Équilibre satisfaisant : fidélité, identité
Équilibre insatisfaisant : confusion des rôles
25 à 35 ans, stade 6 : jeune adulte
Dans ce sixième stade, le jeune adulte passe par la lutte suivante :
INTIMITÉ versus ISOLEMENT
Il développe sa capacité à coopérer, à travailler avec les autres. Il développe aussi sa capacité à aimer. Il trouve un partenaire et s’engage dans une relation amoureuse. Il parvient à apprécier les différences de son partenaire. Il est entouré d’amis proches. Parvient-il à construire une vie professionnelle et affective satisfaisante? Arrive-t-il à s’engager ou échoue-t-il ? Cette période lui permet-il d’être intime et solidaire avec l’autre ?
Équilibre satisfaisant : capacité à aimer, à s’engager
Équilibre insatisfaisant : solitude et isolement
35 à 65 ans, stade 7 : âge adulte
Dans ce septième stade, l’adulte passe par la lutte suivante :
CAPACITÉ DE GÉNÉRER versus ÊTRE ABSORBE PAR SOI-MÊME
C’est la période de la régénération, dont la définition est la suivante : faculté d’une entité vivante à se reconstituer après destruction d’une partie d’elle-même. Je décrirai davantage ce processus plus bas dans l’article. Cette période est aussi un temps pour générer, c’est-à-dire pour la procréation, le soin envers la famille, l’implication sociale ou le plaisir de donner aux autres. C’est aussi une période pour développer le sens de fierté au travail. Lorsqu’il y a beaucoup de chômage ou des difficultés financières, les jeunes adultes ne peuvent pas entrer dans cette étape et cette étape est retardée.

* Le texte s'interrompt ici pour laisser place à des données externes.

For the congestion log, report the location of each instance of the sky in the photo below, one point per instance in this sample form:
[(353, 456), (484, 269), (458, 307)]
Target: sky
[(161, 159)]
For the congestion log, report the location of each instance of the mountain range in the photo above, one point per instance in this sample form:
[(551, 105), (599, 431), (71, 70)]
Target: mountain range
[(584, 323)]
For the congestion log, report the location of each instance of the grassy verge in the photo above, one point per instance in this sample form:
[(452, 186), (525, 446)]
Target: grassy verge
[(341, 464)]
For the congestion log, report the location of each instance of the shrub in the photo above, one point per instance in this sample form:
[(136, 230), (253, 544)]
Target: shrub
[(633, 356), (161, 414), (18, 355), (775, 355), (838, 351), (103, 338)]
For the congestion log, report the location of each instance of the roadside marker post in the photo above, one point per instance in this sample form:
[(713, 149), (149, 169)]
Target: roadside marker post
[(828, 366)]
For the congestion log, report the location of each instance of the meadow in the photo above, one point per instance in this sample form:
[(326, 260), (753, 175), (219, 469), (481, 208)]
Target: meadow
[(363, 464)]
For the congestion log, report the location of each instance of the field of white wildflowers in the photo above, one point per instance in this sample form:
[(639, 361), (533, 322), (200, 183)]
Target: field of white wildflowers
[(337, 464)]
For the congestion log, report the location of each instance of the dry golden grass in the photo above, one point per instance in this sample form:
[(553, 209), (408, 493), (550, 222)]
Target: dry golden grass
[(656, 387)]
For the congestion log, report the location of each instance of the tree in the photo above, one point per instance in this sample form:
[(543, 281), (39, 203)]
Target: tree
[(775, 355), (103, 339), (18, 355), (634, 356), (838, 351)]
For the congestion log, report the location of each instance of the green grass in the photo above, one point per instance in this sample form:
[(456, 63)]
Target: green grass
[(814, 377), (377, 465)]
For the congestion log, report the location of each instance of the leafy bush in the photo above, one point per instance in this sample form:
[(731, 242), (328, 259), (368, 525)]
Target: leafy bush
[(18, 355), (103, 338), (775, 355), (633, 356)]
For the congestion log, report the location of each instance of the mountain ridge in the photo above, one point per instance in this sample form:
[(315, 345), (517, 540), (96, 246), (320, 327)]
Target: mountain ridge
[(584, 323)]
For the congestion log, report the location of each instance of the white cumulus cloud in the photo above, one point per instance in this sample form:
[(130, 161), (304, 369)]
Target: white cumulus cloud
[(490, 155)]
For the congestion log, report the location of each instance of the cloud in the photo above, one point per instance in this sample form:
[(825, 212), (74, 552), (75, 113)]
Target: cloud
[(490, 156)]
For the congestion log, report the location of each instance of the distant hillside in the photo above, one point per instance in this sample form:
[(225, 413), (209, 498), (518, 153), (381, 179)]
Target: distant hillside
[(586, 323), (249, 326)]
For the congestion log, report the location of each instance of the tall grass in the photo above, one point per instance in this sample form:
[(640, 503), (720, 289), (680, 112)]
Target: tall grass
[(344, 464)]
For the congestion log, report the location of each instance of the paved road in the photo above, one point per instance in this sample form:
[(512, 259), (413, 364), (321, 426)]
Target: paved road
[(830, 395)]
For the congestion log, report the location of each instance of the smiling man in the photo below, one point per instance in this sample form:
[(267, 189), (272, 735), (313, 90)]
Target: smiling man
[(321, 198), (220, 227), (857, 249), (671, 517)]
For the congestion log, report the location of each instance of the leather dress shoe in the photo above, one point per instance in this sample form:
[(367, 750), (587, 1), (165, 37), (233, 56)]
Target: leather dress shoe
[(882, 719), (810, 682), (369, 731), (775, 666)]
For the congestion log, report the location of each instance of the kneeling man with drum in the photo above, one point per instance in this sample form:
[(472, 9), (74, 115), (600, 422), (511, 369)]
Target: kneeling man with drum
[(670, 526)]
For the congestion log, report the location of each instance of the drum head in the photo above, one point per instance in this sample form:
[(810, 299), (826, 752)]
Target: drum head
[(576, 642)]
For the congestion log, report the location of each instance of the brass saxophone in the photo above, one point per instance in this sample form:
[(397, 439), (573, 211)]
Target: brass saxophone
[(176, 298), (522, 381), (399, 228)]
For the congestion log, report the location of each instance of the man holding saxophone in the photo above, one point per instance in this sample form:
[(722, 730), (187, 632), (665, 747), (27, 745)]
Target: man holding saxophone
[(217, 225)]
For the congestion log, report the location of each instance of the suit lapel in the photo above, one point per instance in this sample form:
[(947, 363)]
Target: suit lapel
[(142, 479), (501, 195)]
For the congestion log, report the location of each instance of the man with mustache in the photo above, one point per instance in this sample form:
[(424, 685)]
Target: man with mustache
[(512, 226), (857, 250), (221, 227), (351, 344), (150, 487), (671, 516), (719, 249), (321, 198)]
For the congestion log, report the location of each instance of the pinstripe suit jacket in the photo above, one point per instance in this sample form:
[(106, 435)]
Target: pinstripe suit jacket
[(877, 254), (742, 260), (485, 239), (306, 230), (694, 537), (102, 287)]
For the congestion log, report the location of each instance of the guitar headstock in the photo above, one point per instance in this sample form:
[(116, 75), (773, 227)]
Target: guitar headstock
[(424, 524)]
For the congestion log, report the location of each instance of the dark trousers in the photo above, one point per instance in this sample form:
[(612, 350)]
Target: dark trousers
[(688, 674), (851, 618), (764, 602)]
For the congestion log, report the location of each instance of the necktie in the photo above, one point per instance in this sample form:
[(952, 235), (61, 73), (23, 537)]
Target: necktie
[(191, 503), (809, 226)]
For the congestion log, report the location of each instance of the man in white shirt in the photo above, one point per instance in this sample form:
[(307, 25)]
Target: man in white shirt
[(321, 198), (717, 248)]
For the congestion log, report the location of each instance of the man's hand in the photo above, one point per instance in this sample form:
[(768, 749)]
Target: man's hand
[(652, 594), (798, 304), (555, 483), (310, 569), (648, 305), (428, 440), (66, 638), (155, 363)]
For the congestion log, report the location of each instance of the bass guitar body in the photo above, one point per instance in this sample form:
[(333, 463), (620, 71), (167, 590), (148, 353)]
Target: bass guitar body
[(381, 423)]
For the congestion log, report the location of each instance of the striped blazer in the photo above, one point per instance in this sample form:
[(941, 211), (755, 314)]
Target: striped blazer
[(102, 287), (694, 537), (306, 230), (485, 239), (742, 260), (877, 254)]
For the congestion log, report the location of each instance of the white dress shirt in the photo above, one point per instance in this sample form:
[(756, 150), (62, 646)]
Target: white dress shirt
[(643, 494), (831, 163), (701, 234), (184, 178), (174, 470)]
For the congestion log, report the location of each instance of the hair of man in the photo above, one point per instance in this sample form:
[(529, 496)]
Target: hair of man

Équilibre satisfaisant : productivité, accomplissement
Équilibre insatisfaisant : stagnation, insatisfaction
65 ans et plus, stade 8 : vieillesse
Dans ce 8e stade, la personne passe par la lutte suivante :
INTEGRITÉ versus DÉSESPOIR
C’est le stade de la rétrospection. Qui suis-je ? Qui suis-je avec l’autre, avec le monde ? Comment ai-je contribué ? Ai-je vécu une vie bien remplie ? Ai-je fait quelque chose de ma vie dont je suis fier ?
La manière dont la personne peut répondre à ces questions va lui permettre de ressentir Soit confiance, autonomie, accomplissement, satisfaction, apaisement, soit aigreur, colère et solitude.
Équilibre satisfaisant : sagesse
Équilibre insatisfaisant : désespoir, amertume, dépression
Le processus de développement n’est pas une ligne droite. A chaque étape, on revisite ce qui n’a pas été un succès aux étapes précédentes avec un but de réparation.
Après avoir lu ces différentes étapes, continuez à imaginer… Imaginez-vous âgé, sur votre lit de mort, quelle satisfaction aimeriez-vous ressentir à ce moment de fin de vie ? Quelle personne auriez-vous envie d’être ? Quels regrets n’aimeriez-vous surtout pas avoir ? Qu’aimeriez-vous qu’on dise de vous ? Il est encore temps…
Visite du septième stade du développement, « l’âge adulte », au travers de mon expérience personnelle
Quand j’ai commencé la formation en analyse transactionnelle j’avais 33 ans, j’étais mariée et j’avais deux enfants de cinq et sept ans. Je travaillais comme laborantine médicale dans un hôpital et j’avais une maison à la campagne. J’avais socialement tout ce qu’il fallait pour être comblée. Cependant je m’ennuyais dans ma vie et me sentais terriblement vide. Je souhaitais une reconversion professionnelle pour sortir de l’ennui. Avec du recul, j’ai eu une très bonne intuition en choisissant cette voie, poussée par une envie urgente de changement, sans rien connaître de l’AT. J’ai plongé dans l’inconnu. J’ignorais alors que j’allais vivre quelque chose d’infiniment plus important et riche qu’une reconversion professionnelle: je me suis retrouvée moi en reconstruisant mon entièreté et j’ai ainsi donné du sens à ma vie.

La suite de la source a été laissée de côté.